March 25, 2015

Roll Back Low Wages: Nine Stories of New Labor Organizing in the United States

Sarah Jaffe

Precarity. If we were to select one word to best describe the most important current trend in the economy of the United States, “precarity” would be a leading candidate.

It is now widely accepted that America’s middle class is shrinking. Recent polls suggest that possibilities for merit-based advancement are at their lowest point ever. A growing number of people work low-wage jobs under precarious circumstances, often without long-term job security, health care, or possibilities for advancement or retirement. Many quite literally find themselves one sick day away from being fired and replaced by another person desperate to feed her or his family. Increasingly, precarity in our working lives, or in those of our neighbors, our friends, or our loved ones, has become the new norm. With inequality on the rise, the U.S. government largely beholden to corporate interests, and austerity the economic recipe du jour, the implications are grim for the future of working people.

While others talk, it is not surprising that people of color and women—still the longest running and most excluded, ignored, undervalued, and forgotten of workers—are at the forefronts of the actual battles against precarity. Challenging labor institutions that had grown complacent in the postwar era, low-wage workers’ movements across the country are devising new strategies and building new vehicles for struggle, making new friends and engaging old allies along the way.

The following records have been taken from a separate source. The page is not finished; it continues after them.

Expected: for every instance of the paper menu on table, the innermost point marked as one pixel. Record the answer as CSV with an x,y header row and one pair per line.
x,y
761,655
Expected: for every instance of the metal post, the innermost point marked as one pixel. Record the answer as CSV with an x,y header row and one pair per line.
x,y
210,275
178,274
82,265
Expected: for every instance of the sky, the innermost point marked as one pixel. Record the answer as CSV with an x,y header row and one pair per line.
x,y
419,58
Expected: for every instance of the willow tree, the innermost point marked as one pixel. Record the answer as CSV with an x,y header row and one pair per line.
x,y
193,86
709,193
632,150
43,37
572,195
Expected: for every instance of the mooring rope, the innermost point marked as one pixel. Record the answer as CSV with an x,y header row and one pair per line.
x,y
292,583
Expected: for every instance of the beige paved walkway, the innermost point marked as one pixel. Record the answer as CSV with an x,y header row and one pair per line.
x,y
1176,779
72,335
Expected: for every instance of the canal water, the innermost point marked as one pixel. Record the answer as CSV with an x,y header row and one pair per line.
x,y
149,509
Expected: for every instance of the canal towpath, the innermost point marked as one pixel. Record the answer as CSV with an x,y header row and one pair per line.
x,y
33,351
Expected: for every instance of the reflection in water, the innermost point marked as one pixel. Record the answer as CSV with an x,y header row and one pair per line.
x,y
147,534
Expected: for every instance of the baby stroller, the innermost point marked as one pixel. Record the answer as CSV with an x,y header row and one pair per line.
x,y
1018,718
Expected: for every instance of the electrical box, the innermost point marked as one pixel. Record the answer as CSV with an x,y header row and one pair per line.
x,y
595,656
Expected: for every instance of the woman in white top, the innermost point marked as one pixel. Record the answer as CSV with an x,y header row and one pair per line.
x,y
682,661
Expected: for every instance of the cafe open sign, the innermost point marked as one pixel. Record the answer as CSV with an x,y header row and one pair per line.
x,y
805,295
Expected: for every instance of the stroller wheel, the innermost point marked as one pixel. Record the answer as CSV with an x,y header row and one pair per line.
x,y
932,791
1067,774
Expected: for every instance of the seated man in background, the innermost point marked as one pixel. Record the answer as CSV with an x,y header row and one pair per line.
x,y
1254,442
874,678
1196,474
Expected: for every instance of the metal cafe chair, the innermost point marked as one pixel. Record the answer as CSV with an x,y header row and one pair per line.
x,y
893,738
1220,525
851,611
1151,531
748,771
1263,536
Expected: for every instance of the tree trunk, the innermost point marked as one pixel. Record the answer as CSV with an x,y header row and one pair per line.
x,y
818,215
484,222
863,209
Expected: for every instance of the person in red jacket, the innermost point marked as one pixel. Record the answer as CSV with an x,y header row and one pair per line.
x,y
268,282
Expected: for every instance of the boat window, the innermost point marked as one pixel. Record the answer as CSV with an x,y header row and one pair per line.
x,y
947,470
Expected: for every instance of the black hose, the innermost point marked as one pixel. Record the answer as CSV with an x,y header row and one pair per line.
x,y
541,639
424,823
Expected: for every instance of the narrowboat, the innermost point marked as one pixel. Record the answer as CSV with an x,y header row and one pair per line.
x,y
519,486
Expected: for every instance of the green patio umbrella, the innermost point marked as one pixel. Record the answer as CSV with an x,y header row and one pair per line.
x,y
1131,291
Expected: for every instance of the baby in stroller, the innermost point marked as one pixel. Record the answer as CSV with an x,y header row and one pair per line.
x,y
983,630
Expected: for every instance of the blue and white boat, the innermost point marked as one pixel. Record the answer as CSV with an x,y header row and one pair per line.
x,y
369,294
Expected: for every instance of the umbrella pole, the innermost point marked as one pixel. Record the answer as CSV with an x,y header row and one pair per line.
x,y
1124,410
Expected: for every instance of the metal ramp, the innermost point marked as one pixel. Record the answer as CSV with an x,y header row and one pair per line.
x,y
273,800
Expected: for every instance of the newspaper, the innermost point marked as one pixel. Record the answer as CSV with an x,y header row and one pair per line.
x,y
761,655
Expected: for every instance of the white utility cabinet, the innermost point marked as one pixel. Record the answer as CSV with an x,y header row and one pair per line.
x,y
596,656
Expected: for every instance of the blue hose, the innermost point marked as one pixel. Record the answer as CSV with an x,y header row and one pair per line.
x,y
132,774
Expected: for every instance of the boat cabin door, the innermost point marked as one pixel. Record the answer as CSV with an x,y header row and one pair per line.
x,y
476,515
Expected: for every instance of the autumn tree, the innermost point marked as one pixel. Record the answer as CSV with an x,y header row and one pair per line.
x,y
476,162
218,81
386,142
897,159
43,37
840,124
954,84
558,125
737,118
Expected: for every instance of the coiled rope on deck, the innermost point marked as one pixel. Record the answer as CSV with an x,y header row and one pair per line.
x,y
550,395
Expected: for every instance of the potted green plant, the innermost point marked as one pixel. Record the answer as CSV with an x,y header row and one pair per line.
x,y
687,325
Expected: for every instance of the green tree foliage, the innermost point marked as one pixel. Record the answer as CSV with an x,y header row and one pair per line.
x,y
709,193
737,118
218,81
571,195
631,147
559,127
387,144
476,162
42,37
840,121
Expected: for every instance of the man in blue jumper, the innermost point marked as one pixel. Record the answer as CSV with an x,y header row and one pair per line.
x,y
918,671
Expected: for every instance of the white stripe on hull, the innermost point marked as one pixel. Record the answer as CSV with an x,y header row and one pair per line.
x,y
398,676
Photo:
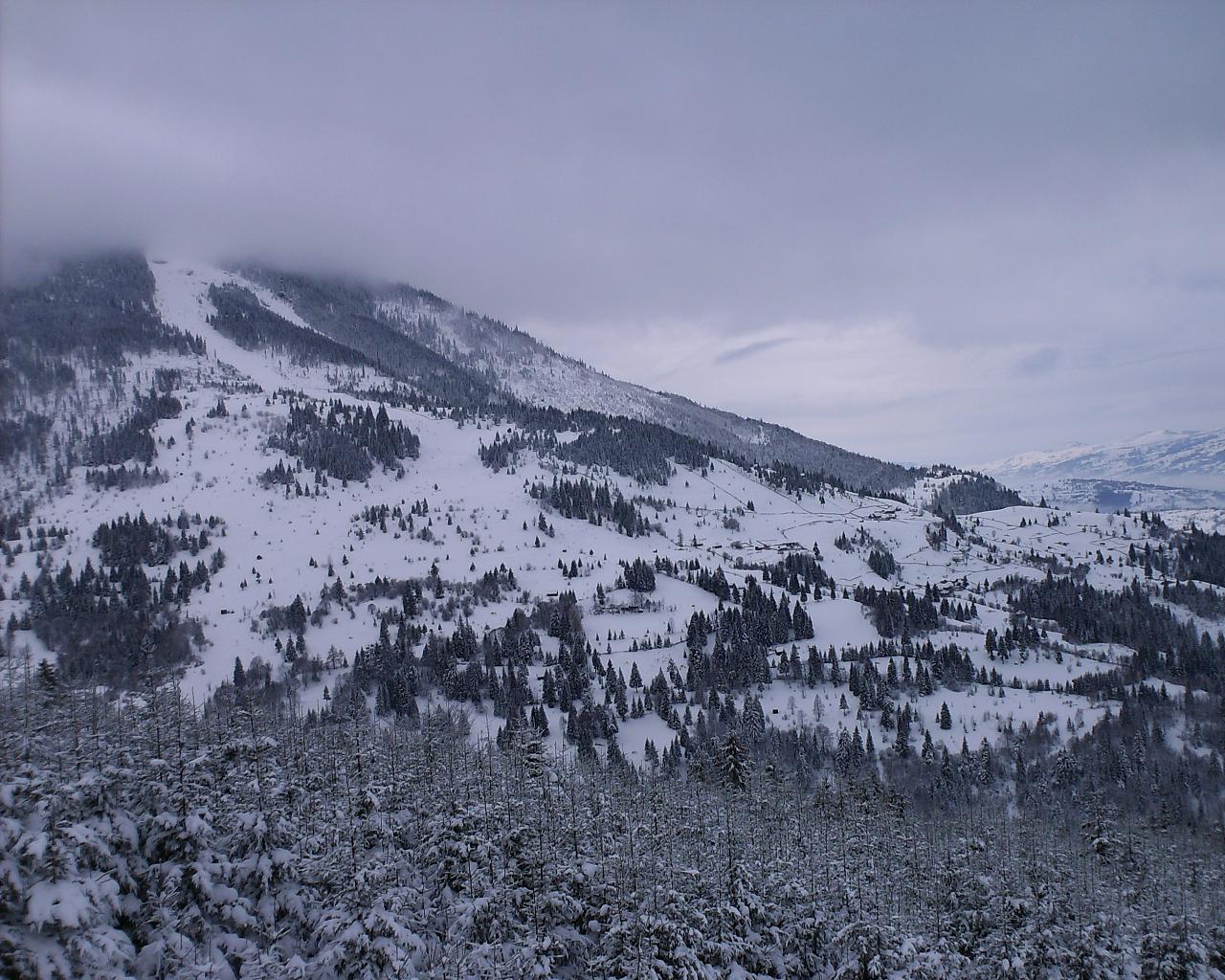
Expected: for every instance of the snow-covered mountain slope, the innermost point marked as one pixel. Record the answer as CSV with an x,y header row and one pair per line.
x,y
1115,495
246,436
1173,458
517,364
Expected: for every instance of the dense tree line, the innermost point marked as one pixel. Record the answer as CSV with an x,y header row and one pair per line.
x,y
1202,555
1162,642
127,541
253,326
344,441
586,500
896,612
148,840
974,493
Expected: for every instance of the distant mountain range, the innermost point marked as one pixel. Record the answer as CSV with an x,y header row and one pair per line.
x,y
1162,469
511,362
1176,458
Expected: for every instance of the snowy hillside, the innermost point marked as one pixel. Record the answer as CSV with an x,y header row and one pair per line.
x,y
513,362
1191,459
210,500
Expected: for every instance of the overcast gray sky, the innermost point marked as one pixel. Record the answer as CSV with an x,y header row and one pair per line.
x,y
920,231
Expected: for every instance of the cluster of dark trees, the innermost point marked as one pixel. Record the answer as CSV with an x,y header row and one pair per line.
x,y
638,576
696,573
12,521
1163,643
898,612
1202,555
344,441
131,437
880,561
585,500
127,541
503,452
800,573
23,434
115,624
100,307
253,326
743,635
333,845
974,493
125,477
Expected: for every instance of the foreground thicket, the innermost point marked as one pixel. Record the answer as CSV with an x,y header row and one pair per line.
x,y
149,839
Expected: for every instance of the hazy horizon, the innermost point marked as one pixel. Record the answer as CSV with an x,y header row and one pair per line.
x,y
948,234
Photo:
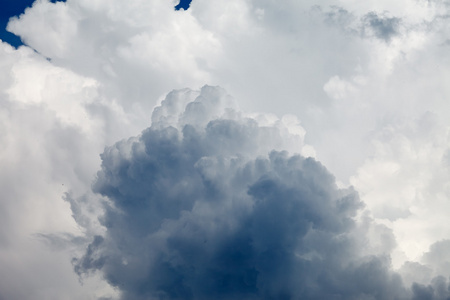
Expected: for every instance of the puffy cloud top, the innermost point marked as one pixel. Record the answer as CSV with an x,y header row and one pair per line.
x,y
201,207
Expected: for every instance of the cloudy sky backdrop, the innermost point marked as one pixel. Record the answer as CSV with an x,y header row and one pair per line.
x,y
238,149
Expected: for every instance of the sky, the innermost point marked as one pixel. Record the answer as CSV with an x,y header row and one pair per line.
x,y
233,149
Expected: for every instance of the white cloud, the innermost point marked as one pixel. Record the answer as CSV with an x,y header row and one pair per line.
x,y
356,77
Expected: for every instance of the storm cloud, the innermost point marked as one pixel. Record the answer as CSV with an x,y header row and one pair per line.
x,y
204,205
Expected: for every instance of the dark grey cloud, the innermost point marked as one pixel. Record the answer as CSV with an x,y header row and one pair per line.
x,y
195,212
381,26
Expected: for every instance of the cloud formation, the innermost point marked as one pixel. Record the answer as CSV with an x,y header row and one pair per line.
x,y
201,206
368,80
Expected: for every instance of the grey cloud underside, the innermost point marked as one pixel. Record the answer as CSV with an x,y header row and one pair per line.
x,y
194,213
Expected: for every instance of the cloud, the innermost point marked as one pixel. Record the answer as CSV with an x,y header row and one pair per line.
x,y
359,75
200,206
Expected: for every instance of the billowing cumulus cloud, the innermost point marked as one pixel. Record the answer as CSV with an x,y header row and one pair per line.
x,y
368,80
203,205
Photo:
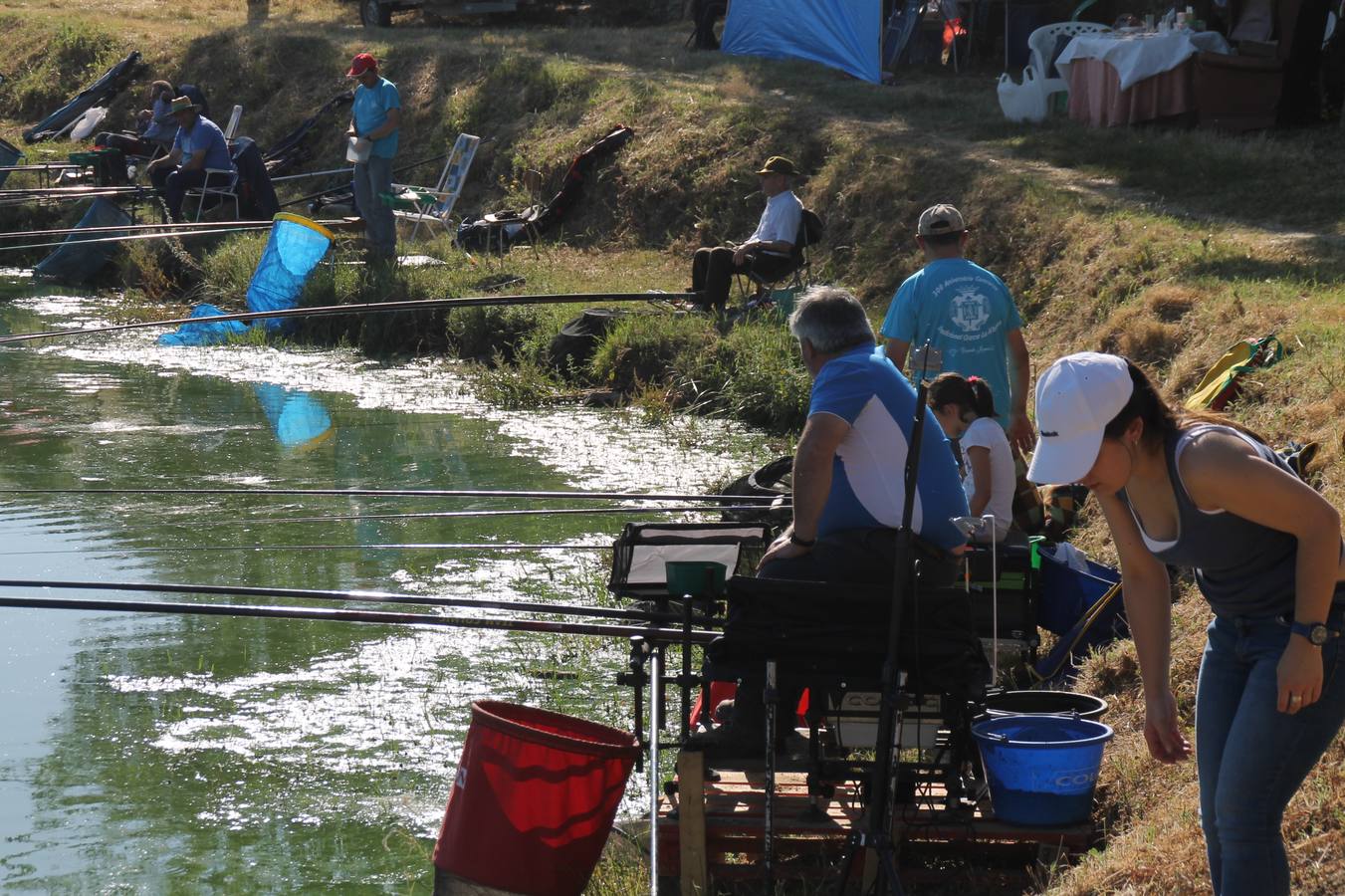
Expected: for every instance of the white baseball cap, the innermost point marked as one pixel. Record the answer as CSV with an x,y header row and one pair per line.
x,y
1076,398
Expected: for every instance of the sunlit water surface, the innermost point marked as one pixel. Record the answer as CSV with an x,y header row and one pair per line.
x,y
195,754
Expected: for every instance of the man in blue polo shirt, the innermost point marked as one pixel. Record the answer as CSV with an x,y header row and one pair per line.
x,y
968,315
375,117
849,470
199,156
849,495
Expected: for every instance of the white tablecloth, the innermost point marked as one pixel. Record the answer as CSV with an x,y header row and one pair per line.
x,y
1139,56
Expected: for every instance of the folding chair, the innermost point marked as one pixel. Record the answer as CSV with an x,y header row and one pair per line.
x,y
225,190
430,206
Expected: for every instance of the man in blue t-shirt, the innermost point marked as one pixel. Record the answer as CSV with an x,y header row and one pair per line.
x,y
849,494
199,156
966,314
375,117
849,470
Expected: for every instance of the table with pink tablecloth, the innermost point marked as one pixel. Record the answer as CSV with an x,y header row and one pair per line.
x,y
1127,79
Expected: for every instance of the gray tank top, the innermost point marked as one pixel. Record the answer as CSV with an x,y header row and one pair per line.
x,y
1241,567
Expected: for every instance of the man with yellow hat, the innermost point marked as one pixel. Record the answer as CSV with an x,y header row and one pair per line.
x,y
769,252
199,156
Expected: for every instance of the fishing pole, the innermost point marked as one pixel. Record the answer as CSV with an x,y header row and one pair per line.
x,y
374,616
448,547
468,514
184,225
374,307
397,493
340,187
353,596
180,234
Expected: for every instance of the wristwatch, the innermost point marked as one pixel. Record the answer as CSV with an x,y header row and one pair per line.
x,y
1317,634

In this study, labor journalist Sarah Jaffe, whose writing has appeared in The Washington Post, The Atlantic, The Guardian, The Nation, and In These Times and who works as co-host of Dissent magazine’s Belabored podcast, examines this series of low-wage workers’ movements that has gained strength in recent years. Including fast food strikes and the fight for a $15 minimum wage; retail, grocery store, restaurant, and taxi workers; Carwasheros, domestic and home care workers, and those living in the U.S. under guestworker visas; Jaffe explores how these movements overlap and connect. She also analyzes their flaws and setbacks in order to better appreciate and learn how to reproduce their often-unreported victories. While, because of Washington gridlock, it might be a while before these campaigns impact federal legislation, they are already having a notable impact on policy in municipalities across the country: winning minimum wage increases; helping to pass employment-specific regulations and ordinances in cities and states that require businesses to give workers paid sick days; and forming legally recognized collective bargaining units and winning concessions from employers through direct action.

Perhaps more importantly, low-wage workers’ movements are playing a crucial role in revitalizing labor, and indeed much of the left, creating alliances and waging offensive battles at a time when too much of the progressive community has been stuck playing defense. They are doing everything they can to ensure that the defeat of precarity, and not its continuance, will be the most important trend in the U.S economy in the years to come.